Momentum is the measure of an object's mass in motion. It is calculated by multiplying the mass of an object by its velocity.

## What is the law of conservation of momentum?

The law of conservation of momentum states that in a closed system, the total momentum before an event is equal to the total momentum after the event. This means that momentum is conserved and cannot be created or destroyed.

## How is momentum related to projectile motion?

Momentum plays a key role in projectile motion because it determines the direction and speed of an object's motion. As an object moves through the air, its momentum changes due to the forces acting on it, such as gravity and air resistance.

## How does mass affect momentum in projectile motion?

Mass directly affects momentum in projectile motion. A heavier object will have a greater momentum than a lighter object moving at the same velocity. This is because momentum takes into account both an object's mass and its velocity.

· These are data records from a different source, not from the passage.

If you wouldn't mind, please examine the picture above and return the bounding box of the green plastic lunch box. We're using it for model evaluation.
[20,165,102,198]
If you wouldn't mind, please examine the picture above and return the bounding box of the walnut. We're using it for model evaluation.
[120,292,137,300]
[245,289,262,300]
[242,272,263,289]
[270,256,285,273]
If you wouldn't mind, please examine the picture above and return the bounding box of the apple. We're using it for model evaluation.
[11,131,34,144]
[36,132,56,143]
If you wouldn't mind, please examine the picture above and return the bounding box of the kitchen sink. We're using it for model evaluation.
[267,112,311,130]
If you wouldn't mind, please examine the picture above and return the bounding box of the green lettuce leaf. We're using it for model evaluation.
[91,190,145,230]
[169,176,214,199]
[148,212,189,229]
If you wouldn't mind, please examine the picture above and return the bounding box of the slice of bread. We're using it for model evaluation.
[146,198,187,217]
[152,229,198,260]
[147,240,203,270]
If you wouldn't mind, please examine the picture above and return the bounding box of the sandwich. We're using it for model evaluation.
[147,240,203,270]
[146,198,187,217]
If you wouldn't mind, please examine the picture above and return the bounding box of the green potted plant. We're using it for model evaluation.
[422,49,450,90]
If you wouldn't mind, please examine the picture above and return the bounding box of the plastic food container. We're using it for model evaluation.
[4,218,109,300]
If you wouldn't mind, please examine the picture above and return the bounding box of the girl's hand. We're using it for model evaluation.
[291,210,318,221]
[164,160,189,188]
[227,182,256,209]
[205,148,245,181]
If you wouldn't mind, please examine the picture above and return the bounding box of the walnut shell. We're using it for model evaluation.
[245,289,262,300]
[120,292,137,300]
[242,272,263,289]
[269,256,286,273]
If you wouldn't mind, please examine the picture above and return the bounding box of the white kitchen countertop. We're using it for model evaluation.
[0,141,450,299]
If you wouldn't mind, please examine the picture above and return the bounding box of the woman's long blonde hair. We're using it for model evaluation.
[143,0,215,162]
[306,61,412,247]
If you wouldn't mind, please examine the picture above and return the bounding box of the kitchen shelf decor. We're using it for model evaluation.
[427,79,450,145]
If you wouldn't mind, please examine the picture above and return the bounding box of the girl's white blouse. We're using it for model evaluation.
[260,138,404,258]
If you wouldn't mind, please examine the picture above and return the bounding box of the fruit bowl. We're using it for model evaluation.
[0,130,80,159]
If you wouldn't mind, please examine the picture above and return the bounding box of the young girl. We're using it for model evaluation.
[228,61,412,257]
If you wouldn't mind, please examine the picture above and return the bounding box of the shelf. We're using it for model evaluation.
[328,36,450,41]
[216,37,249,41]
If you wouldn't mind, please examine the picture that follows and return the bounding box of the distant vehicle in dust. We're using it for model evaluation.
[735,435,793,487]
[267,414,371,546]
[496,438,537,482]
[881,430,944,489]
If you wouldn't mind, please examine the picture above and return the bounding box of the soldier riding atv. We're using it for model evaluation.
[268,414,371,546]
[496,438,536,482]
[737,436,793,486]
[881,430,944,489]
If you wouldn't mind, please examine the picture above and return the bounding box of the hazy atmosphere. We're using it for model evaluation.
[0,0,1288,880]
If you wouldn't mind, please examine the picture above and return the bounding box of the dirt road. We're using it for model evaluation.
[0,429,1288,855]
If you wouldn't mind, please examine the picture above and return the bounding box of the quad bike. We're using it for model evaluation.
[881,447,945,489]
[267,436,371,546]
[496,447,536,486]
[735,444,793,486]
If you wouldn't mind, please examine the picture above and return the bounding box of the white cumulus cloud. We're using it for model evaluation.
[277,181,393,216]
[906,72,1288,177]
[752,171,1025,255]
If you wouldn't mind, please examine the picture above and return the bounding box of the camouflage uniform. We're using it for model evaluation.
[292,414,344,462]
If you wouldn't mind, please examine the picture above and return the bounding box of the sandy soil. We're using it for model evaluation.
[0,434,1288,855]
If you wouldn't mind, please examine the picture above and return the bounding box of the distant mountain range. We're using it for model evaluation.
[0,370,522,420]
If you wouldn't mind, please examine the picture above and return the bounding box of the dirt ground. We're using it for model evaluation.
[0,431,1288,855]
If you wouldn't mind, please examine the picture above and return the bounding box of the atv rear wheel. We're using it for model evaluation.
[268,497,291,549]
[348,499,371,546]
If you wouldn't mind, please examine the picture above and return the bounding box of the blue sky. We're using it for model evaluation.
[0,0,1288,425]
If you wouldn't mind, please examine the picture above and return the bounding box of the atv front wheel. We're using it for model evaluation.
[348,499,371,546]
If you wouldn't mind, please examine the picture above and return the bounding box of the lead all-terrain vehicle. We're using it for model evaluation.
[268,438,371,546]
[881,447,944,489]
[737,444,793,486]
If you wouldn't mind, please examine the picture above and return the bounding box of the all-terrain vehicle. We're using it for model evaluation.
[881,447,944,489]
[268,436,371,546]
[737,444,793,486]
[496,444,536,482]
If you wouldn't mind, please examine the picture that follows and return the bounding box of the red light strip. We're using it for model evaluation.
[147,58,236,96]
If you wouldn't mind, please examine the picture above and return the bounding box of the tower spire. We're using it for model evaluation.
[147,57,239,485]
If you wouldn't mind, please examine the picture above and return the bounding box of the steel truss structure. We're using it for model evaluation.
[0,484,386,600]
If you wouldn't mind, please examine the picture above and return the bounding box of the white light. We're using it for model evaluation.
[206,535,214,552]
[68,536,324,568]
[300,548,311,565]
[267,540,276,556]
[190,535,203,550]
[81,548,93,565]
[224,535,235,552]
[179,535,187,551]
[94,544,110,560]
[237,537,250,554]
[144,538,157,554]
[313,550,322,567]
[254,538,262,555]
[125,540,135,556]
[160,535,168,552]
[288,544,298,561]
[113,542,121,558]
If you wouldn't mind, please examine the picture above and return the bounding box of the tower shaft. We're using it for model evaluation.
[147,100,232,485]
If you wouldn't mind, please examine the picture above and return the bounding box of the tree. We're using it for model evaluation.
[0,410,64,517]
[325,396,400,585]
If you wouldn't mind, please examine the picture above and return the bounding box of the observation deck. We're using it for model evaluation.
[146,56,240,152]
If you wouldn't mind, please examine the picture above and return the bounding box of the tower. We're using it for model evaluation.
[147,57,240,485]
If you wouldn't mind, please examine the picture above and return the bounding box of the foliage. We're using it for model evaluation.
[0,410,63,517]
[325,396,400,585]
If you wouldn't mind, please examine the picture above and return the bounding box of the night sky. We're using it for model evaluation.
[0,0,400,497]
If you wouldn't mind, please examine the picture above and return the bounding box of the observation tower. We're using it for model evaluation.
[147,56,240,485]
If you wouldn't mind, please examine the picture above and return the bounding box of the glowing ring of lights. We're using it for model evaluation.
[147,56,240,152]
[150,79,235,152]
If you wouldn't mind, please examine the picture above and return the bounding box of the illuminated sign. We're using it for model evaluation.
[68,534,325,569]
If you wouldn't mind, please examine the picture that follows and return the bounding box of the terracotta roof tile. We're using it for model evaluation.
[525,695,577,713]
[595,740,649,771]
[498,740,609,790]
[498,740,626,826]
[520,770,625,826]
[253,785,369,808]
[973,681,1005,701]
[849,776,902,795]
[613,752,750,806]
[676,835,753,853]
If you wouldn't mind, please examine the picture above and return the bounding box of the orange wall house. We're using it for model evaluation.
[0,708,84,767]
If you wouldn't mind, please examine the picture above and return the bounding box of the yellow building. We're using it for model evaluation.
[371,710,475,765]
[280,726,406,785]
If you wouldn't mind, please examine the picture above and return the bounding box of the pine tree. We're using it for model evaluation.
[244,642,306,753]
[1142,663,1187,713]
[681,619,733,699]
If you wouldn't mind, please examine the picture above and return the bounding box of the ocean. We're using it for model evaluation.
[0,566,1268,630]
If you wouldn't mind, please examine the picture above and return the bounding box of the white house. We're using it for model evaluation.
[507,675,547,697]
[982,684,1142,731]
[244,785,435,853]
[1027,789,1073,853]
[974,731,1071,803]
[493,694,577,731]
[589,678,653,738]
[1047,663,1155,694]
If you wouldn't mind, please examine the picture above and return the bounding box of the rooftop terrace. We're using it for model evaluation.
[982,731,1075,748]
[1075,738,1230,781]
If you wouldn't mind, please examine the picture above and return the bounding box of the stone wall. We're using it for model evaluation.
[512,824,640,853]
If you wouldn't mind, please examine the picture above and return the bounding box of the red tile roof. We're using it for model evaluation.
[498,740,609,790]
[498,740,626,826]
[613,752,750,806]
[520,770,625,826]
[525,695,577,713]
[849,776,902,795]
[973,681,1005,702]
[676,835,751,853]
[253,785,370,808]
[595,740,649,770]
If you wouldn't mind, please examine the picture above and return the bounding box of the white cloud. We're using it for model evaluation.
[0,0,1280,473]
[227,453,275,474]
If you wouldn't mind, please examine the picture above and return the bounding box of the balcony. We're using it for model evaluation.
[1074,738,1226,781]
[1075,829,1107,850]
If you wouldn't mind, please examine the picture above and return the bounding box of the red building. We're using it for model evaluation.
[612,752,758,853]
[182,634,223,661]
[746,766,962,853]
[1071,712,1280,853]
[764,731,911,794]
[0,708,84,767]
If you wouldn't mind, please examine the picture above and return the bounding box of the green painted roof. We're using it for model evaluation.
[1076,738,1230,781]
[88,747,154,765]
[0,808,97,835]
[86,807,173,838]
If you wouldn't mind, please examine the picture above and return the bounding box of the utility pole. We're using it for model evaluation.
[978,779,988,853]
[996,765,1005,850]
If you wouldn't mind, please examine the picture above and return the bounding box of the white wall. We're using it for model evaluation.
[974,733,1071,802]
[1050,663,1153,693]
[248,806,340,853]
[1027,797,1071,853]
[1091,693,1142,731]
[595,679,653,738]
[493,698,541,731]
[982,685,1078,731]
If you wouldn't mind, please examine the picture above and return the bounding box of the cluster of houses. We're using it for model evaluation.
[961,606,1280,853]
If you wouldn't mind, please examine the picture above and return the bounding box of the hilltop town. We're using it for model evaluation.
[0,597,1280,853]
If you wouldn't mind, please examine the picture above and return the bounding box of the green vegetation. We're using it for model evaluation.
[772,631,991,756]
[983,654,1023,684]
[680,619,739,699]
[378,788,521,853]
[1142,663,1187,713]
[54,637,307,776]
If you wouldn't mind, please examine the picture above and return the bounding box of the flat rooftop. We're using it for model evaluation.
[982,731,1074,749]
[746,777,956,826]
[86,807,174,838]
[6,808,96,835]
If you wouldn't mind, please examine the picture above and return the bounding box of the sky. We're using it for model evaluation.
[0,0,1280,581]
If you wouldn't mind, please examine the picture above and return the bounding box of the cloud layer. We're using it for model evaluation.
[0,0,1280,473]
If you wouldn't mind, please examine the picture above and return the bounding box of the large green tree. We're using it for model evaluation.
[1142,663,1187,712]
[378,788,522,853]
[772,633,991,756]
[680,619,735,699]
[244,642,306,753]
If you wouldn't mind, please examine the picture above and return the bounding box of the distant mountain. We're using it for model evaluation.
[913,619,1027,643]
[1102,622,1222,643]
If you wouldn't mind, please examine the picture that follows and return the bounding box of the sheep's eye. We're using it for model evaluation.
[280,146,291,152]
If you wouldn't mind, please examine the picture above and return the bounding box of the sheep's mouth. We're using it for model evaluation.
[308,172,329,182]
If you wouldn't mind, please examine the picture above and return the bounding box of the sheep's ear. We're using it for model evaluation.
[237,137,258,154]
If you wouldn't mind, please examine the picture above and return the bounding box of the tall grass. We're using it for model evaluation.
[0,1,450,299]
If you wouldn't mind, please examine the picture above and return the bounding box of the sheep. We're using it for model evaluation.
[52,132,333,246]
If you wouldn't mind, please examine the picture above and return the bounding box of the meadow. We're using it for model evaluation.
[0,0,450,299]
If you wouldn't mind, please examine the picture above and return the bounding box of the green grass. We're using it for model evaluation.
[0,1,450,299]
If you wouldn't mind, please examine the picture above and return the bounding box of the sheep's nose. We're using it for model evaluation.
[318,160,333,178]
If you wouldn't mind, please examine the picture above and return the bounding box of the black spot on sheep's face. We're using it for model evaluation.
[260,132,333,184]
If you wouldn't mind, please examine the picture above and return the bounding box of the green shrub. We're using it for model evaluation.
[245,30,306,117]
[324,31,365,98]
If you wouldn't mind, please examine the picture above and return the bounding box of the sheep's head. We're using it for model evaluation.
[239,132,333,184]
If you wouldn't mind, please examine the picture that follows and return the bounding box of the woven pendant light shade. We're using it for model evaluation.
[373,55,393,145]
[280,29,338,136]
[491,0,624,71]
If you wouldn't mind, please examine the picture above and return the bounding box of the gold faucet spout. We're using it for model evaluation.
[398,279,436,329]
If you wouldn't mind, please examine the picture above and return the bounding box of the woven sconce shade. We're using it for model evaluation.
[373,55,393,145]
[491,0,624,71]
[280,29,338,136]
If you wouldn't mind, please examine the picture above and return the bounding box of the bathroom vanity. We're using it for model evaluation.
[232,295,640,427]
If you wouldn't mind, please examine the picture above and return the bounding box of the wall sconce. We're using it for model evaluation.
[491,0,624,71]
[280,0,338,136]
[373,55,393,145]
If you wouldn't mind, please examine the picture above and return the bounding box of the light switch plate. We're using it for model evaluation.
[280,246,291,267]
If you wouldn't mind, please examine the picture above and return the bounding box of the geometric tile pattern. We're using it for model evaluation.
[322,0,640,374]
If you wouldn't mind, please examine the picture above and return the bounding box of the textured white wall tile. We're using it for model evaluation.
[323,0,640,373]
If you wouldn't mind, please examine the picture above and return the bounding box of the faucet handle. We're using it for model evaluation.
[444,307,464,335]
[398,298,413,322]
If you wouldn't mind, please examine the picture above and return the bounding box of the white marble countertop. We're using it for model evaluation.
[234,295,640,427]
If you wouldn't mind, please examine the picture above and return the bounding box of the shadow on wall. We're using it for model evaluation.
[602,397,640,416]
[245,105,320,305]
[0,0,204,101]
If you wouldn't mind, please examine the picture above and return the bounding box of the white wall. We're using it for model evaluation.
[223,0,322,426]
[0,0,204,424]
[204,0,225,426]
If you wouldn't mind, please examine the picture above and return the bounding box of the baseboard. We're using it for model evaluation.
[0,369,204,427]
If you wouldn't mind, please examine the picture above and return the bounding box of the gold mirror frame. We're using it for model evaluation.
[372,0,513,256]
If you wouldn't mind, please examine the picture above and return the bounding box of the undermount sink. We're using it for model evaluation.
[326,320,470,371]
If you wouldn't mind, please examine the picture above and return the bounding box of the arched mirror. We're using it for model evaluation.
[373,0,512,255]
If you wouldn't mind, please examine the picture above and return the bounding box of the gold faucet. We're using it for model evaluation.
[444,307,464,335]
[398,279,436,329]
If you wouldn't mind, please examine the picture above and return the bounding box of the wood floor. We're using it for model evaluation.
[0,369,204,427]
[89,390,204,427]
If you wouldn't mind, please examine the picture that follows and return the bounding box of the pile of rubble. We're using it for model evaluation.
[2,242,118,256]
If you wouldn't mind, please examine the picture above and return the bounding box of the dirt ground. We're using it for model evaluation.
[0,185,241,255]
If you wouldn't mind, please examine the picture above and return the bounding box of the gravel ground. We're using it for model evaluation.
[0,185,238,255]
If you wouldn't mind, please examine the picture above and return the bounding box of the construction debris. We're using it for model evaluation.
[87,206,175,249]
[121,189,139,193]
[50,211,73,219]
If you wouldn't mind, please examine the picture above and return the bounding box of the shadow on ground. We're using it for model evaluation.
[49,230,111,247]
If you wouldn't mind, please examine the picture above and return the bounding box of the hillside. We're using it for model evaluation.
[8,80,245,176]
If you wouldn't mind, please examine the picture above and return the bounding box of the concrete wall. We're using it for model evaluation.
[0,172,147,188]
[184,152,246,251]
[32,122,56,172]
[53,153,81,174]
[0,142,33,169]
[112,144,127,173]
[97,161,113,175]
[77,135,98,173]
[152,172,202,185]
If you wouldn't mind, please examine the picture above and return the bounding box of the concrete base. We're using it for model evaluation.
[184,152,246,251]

## What is the relationship between momentum and kinetic energy?

Momentum and kinetic energy are closely related concepts. While momentum represents the quantity of motion of an object, kinetic energy represents the energy of motion. Both are affected by an object's mass and velocity, and they are both conserved in a closed system.